Courtesy of Warner Bros./Everett Collection
Burton, clearly not shying away from looking back at his older work in general, is currently promoting Beetlejuice, his long-in-development sequel to Burton’s original horror-comedy classic, which was released a year before Batman and starred Keaton in the lead role.
Sam Raimi, whose early 2000s Spider-Man films with Tobey Maguire and Kirsten Dunst also pioneered the modern superhero blockbuster, recently returned to the genre with 2022’s Doctor Strange in the Multiverse of Madness, but for now, at least, Burton has no intention of doing anything similar.

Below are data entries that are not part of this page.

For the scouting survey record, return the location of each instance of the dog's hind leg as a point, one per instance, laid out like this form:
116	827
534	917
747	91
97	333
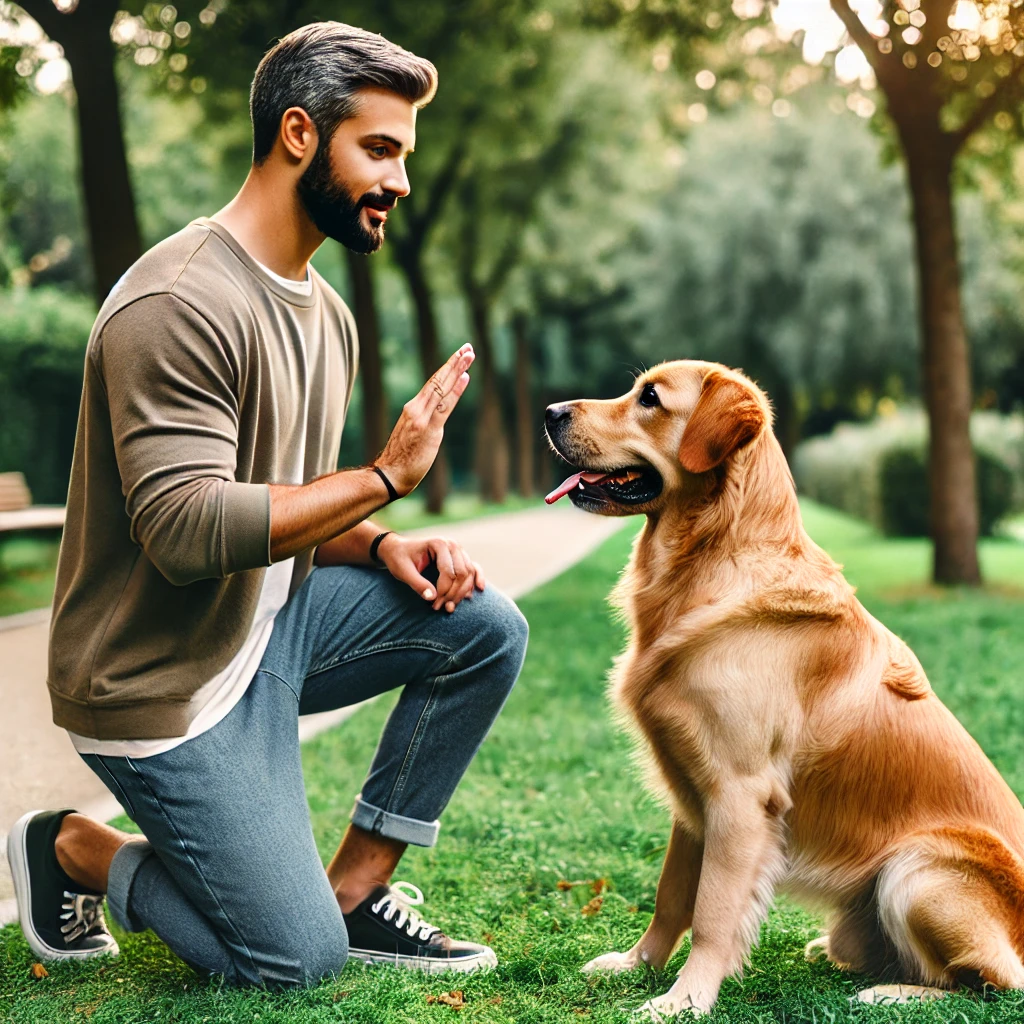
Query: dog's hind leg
855	941
677	891
951	903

The director noted that the environment in which he made Batman was very different from the current studio environment for superhero movies. The biggest DC superhero movie before Batman was 1978’s Superman, but Burton replaced that film’s melancholy Americana with violent crime fighting set against a gothic aesthetic inspired by German Expressionism, an influence that permeates many of his other films. With studios increasingly concerned with maintaining brand consistency, such unique artistic expression is much harder to achieve in a franchise film these days.
“I was lucky because the word ‘franchise’ didn’t exist back then,” Burton says, “so Batman felt a bit experimental at the time. [of a superhero movie] Probably. So we didn’t hear any feedback from the studio, and being in the UK, it was even more distant. We were really just focusing on the movie and not thinking too much about the pre-shooting stuff that they’re thinking about now.”